CHICAGO (AP) — When a white Chicago police officer fatally shot black teenager Laquan McDonald in 2014, it took more than a year for video of the shooting to be released under court order.
When a black man armed with a gun was fatally shot by a white officer on Saturday, it took a day.
The stark contrast shows a city that once engaged in a months-long legal battle to keep the McDonald video under wraps, now is moving more quickly following reforms forced on the police department.
But transparency only partly explains the change of heart.
Release of the video in 2015 showing McDonald being shot 16 times sparked massive and sometimes violent protests, prompting the ouster of the police chief and a federal investigation of the Chicago Police Department.
Chicago Police Superintendent Eddie Johnson said he ordered video released one day after the shooting of Harith Augustus to show that Augustus was armed, and to prevent a repeat of violent clashes Saturday night between baton-wielding police and demonstrators throwing bottles and rocks. While releasing the short clip of video hasn’t satisfied community activists, protests since have been peaceful.
“The narrative out there was there was no gun,” Johnson said. “I have an obligation to make sure the city is safe and calm.”
Here is an explanation of how Chicago got from the uproar over the McDonald video three years ago to the situation now.
BODY CAMERAS FOR ALL
In 2015, months before the McDonald video was released to the public, the city had launched a body camera pilot program. Among the reforms introduced after the McDonald video release was an acceleration of that program. By late last year, all 7,000 patrol officers had been equipped with body cameras as part of a larger effort to restore public trust in the police force.
Under the police department’s general orders, officers are required to turn their cameras on at the beginning of pretty much every incident they might be involved with, including traffic stops, calls for service, pursuits, arrests, interrogations, use of force incidents and seizures of evidence.
The orders make it clear that there may be times when officers can’t turn on their cameras but that they must activate them “as soon as practical.”
Officers can be disciplined for not using the cameras, and nearly two dozen have been sanctioned after a department review found they had purposely misused dash cam microphones or simply failed to turn them on. Spokesman Anthony Guglielmi said officers also have been disciplined for not activating their body cameras.
GETTING THE EVIDENCE OUT
Under a policy enacted after the McDonald unrest, the city must release a video of a fatal police shooting within 60 days, and this year the Civilian Office of Police Accountability (COPA) has done just that. At least two videos have been released this year, once in January after an officer opened fire on an armed man running down a flight of stairs, and last month after an off-duty officer exchanged gunfire with suspects in an attempted carjacking.

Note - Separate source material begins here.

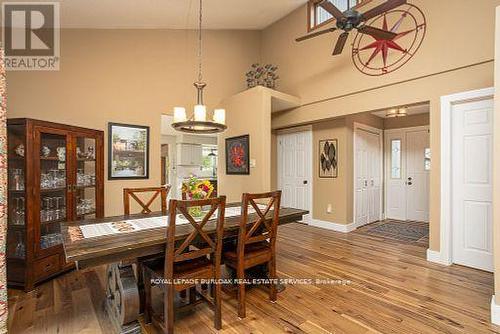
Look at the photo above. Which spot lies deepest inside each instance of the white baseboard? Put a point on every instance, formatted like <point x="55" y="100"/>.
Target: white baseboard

Johnson has also shown a willingness to release video that paints his officers in a less-than-flattering light. After officers fired at a fleeing stolen car in July 2016 — an apparent violation of department policy — and killed Paul O’Neal, Johnson ordered the video released within a week.
PROBLEMS REMAIN
There remain a number of issues with the body cameras and their operation. In the O’Neal shooting, for example, the body camera worn by the officer who shot him was not working.
Police said it was unclear if the officer was turning the camera off when he thought he was turning it on or if his body camera was deactivated when the stolen car slammed into his squad car with enough force to activate the air bags.
The most recent shooting revealed another issue. Because of the way the cameras work, not all of a body cam video has sound. While the cameras are working all the time, they are not storing the information. Only when an officer double presses what is called an “event button” does the camera store the previous 30 seconds, but only video is being stored and not the sound. But from the instant the button is double pressed, both the video and the audio are being stored.
Steve Tuttle, a spokesman for Axon, the company that manufactures the body cameras Chicago police officers wear, said that sound from the 30 seconds before the officer presses the button is not stored to protect the privacy of the officer.
Because the officers involved in the shooting did not double tap the buttons of their cameras until after the shooting, the previous 30 seconds of video, which Johnson released to the public, does not include audio.
While some critics of the department say the audio of the conversation between Augustus and the officers at the scene is crucial to understanding why he wheeled and ran, Tuttle said if officers were worried about someone hearing their private conversations they might wait longer to double-press the buttons, meaning that both the sound and the video itself would be lost.
The department said it doesn’t know of other officers at the scene double-tapped their cameras early enough to capture the conversation Augustus was having with officers before the shooting. The department said those videos have been turned over to COPA, which has not yet released them.